Pick the simplest case first: glissando from F to G on the soprano (or from B-flat to C on the alto). To finger F, hole 4 is closed; to finger G, hole 4 is open. Hold the F, then slowly slide the finger off hole 4 — not lift, slide — so the hole opens gradually. The pitch ramps up to G. The slower the slide, the longer the glissando.
Reading and writing them
Both techniques are signalled in modern scores by symbols added to notes, not by new note shapes. You will see:
- Flutter: three short slashes through the stem, sometimes the abbreviation flz. or the German Flatterzunge.
- Glissando: a wavy or straight line between two notes, sometimes marked gliss.
If you compose a passage that uses either, write the marking once and trust the reader to apply it.
Now play these
There is no library piece on this site that uses extended techniques — this is a gap we acknowledge. Seek out one of the following published works (any of which is available through a music library or rental):
- Hans Martin Linde, Music for a Bird (1968)

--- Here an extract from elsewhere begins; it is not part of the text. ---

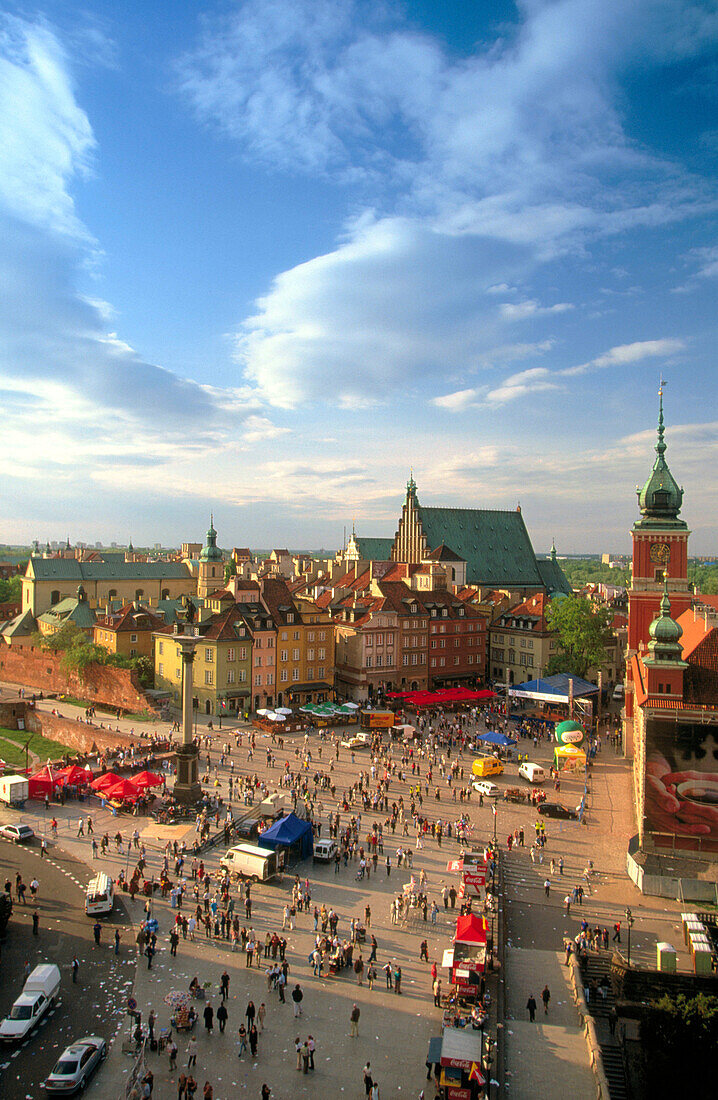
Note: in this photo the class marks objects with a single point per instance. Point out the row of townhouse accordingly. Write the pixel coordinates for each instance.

- The standard introduction to extended techniques on the recorder. Flutter tonguing in particular is built into the texture from the opening bar.
- Ryohei Hirose, Meditation (1975)
- Japanese composer; sustained tones, flutters, and glissandi over a near-static pitch field. Try it after a month of drill, not on the first day.
- Luciano Berio, Gesti (1966)
- The dense end of the contemporary repertoire. Mostly the technique is multiphonics and whisper tones (Lesson 56), but flutter passes through. Use as listening repertoire first; play it only after both contemporary lessons.
When you can flutter-tongue a sustained A for eight beats at quarter = 80 without the air pulsing in time with the flutter, and produce a controlled glissando between any two adjacent notes in the lower octave, move on to Lesson 56.